Nissan, which operates Britain's biggest car factory in Sunderland, northeast England, reportedly has delayed the start of pay talks with workers until Brexit terms become clearer.

The UK government and the EU hope to reach a deal by next month but automakers have triggered contingency plans for any lack of agreement including changing their shutdown periods, stockpiling parts and certifying models in the European Union, Reuters noted.

Automakers generally sign two year pay deals with their staff. Nissan was due to start negotiating with its workforce this autumn, Reuters said.
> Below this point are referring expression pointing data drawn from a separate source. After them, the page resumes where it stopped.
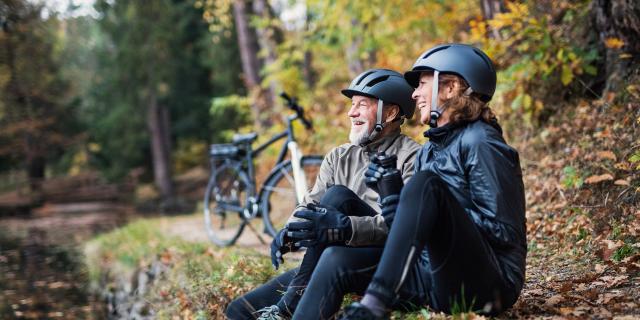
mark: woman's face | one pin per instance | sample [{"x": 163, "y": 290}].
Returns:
[{"x": 422, "y": 95}]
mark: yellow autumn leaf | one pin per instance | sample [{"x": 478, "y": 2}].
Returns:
[
  {"x": 598, "y": 178},
  {"x": 621, "y": 182},
  {"x": 606, "y": 155},
  {"x": 567, "y": 75},
  {"x": 613, "y": 43}
]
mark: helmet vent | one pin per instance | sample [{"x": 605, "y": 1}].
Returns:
[
  {"x": 377, "y": 80},
  {"x": 434, "y": 51},
  {"x": 364, "y": 76},
  {"x": 484, "y": 58}
]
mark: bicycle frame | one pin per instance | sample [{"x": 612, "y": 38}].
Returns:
[{"x": 252, "y": 205}]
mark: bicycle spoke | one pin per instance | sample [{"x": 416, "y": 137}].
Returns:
[
  {"x": 287, "y": 191},
  {"x": 287, "y": 176}
]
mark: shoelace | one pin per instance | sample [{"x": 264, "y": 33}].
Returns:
[{"x": 269, "y": 313}]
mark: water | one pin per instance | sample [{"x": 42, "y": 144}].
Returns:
[{"x": 42, "y": 275}]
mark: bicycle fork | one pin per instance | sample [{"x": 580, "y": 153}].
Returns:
[{"x": 299, "y": 178}]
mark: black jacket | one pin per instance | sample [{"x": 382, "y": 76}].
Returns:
[{"x": 484, "y": 174}]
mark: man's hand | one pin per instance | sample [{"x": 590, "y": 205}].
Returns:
[
  {"x": 280, "y": 245},
  {"x": 382, "y": 175},
  {"x": 323, "y": 225}
]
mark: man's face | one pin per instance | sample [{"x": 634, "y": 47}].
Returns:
[
  {"x": 422, "y": 95},
  {"x": 363, "y": 118}
]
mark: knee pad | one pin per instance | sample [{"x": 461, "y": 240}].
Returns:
[{"x": 336, "y": 195}]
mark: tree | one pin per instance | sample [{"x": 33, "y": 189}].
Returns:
[
  {"x": 152, "y": 75},
  {"x": 618, "y": 25},
  {"x": 34, "y": 119}
]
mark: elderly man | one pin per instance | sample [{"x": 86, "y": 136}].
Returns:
[{"x": 350, "y": 214}]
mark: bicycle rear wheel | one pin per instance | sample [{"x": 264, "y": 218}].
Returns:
[
  {"x": 224, "y": 201},
  {"x": 278, "y": 199}
]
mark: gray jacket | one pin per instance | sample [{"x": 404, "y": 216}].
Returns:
[{"x": 345, "y": 165}]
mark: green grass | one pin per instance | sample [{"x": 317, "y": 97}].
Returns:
[{"x": 200, "y": 279}]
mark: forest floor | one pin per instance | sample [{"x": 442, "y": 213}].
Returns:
[{"x": 582, "y": 179}]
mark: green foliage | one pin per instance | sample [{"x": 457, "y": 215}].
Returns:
[
  {"x": 571, "y": 179},
  {"x": 160, "y": 52},
  {"x": 37, "y": 120},
  {"x": 228, "y": 114},
  {"x": 537, "y": 49}
]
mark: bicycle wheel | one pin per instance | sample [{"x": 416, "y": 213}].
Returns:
[
  {"x": 278, "y": 199},
  {"x": 224, "y": 201}
]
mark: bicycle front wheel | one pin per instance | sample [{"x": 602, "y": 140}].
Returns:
[
  {"x": 224, "y": 202},
  {"x": 279, "y": 194}
]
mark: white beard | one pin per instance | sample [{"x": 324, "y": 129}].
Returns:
[{"x": 358, "y": 137}]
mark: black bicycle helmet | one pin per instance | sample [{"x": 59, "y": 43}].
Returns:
[
  {"x": 387, "y": 86},
  {"x": 466, "y": 61}
]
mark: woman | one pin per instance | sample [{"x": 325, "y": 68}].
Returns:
[{"x": 458, "y": 240}]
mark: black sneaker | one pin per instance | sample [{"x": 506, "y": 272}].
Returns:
[
  {"x": 357, "y": 311},
  {"x": 270, "y": 313}
]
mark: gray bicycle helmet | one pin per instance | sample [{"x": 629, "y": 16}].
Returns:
[
  {"x": 466, "y": 61},
  {"x": 387, "y": 86}
]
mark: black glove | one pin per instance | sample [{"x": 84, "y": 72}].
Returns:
[
  {"x": 323, "y": 225},
  {"x": 382, "y": 175},
  {"x": 280, "y": 245}
]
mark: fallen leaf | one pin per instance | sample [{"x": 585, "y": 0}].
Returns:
[
  {"x": 595, "y": 178},
  {"x": 606, "y": 155},
  {"x": 554, "y": 300},
  {"x": 621, "y": 182},
  {"x": 613, "y": 43},
  {"x": 611, "y": 281}
]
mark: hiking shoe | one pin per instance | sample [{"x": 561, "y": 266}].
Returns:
[
  {"x": 270, "y": 313},
  {"x": 357, "y": 311}
]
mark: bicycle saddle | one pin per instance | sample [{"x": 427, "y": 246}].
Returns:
[
  {"x": 245, "y": 138},
  {"x": 224, "y": 150}
]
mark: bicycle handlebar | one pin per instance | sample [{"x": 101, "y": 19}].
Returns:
[{"x": 293, "y": 105}]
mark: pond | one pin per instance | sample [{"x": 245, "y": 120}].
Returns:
[{"x": 42, "y": 273}]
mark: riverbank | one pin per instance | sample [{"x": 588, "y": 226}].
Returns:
[
  {"x": 582, "y": 180},
  {"x": 43, "y": 274},
  {"x": 145, "y": 271}
]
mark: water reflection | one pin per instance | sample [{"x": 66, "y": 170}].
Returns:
[{"x": 42, "y": 274}]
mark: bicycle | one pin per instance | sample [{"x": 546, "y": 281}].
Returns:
[{"x": 231, "y": 200}]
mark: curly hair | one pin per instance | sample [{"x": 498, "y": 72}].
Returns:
[{"x": 464, "y": 107}]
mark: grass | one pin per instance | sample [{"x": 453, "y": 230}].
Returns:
[{"x": 199, "y": 279}]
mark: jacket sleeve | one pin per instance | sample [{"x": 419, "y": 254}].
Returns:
[
  {"x": 495, "y": 180},
  {"x": 368, "y": 231},
  {"x": 324, "y": 180}
]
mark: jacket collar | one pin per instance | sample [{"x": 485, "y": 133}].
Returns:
[
  {"x": 383, "y": 143},
  {"x": 440, "y": 134}
]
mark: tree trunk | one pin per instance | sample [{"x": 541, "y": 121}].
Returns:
[
  {"x": 268, "y": 39},
  {"x": 251, "y": 65},
  {"x": 158, "y": 123},
  {"x": 354, "y": 64},
  {"x": 489, "y": 10},
  {"x": 618, "y": 19},
  {"x": 35, "y": 162}
]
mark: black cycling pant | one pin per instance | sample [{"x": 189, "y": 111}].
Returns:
[
  {"x": 434, "y": 255},
  {"x": 294, "y": 282}
]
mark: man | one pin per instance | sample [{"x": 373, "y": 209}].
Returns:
[{"x": 380, "y": 101}]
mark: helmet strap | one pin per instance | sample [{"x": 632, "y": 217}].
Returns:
[
  {"x": 379, "y": 125},
  {"x": 436, "y": 112}
]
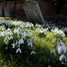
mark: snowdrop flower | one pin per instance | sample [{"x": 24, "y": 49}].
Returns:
[
  {"x": 49, "y": 66},
  {"x": 30, "y": 42},
  {"x": 21, "y": 41},
  {"x": 34, "y": 38},
  {"x": 53, "y": 51},
  {"x": 54, "y": 40},
  {"x": 62, "y": 57},
  {"x": 18, "y": 50},
  {"x": 33, "y": 52},
  {"x": 2, "y": 34},
  {"x": 59, "y": 49},
  {"x": 6, "y": 40},
  {"x": 6, "y": 48},
  {"x": 64, "y": 48},
  {"x": 13, "y": 45},
  {"x": 24, "y": 34},
  {"x": 17, "y": 31},
  {"x": 30, "y": 32},
  {"x": 65, "y": 29},
  {"x": 11, "y": 37}
]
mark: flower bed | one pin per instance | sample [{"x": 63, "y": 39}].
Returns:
[{"x": 24, "y": 45}]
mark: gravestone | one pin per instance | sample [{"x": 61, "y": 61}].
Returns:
[
  {"x": 7, "y": 12},
  {"x": 33, "y": 11}
]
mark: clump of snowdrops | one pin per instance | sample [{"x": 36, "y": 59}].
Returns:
[{"x": 45, "y": 43}]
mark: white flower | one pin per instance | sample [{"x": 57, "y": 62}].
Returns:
[
  {"x": 59, "y": 49},
  {"x": 6, "y": 40},
  {"x": 34, "y": 38},
  {"x": 54, "y": 40},
  {"x": 13, "y": 45},
  {"x": 64, "y": 48},
  {"x": 11, "y": 37},
  {"x": 62, "y": 57},
  {"x": 53, "y": 51},
  {"x": 33, "y": 52},
  {"x": 17, "y": 30},
  {"x": 18, "y": 50},
  {"x": 49, "y": 66},
  {"x": 21, "y": 41},
  {"x": 30, "y": 43},
  {"x": 30, "y": 32},
  {"x": 24, "y": 34}
]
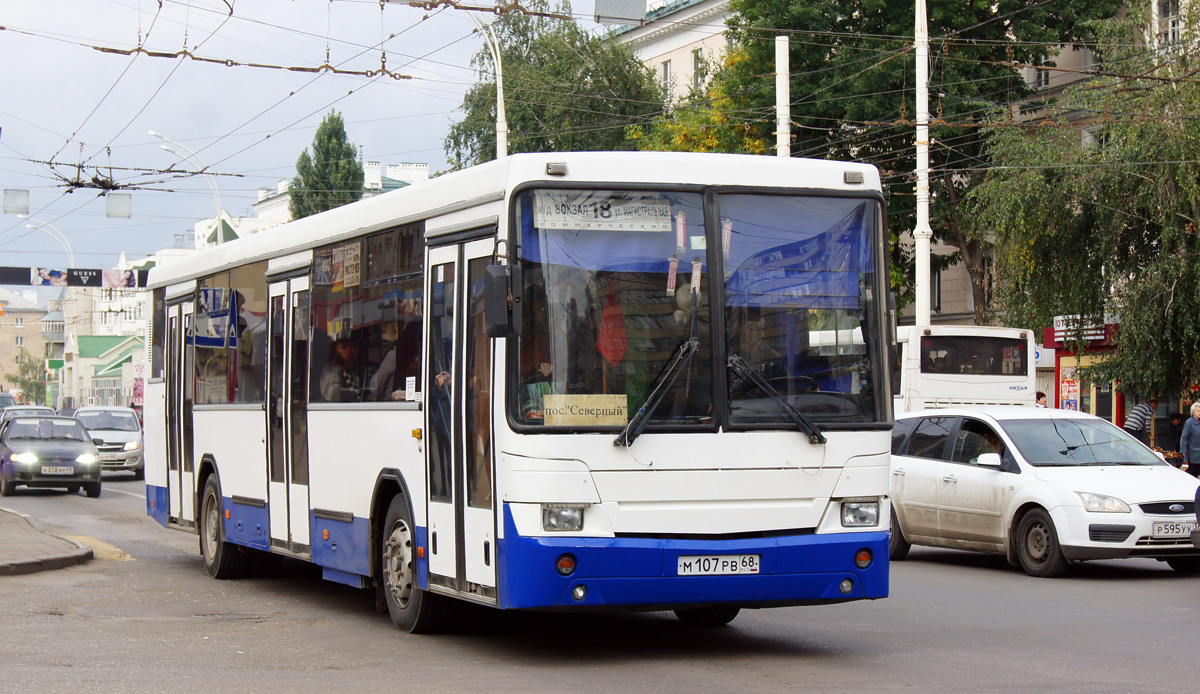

"In agreement with our employee representatives, the 2019/2020 pay negotiations in our UK plant and technical centre will commence in 2019 when we have better clarity on the future business outlook," a spokesman told Reuters.

The firm, which built nearly one in three of the 1.67m new cars built in Britain last year at its Sunderland plant, warned earlier this month a 'no-deal' Brexit would have "serious implications" for British industry.

Port and motorway delays could slow the movement of components and finished models, crippling output and adding costs, if Britain fails to reach agreement with the EU over its departure from the bloc on 29 March.

Nissan said in 2016 it would build two new models at its Sunderland site after what a Reuters source said was a letter from the British government promising extra support if Brexit hit competitiveness at the factory.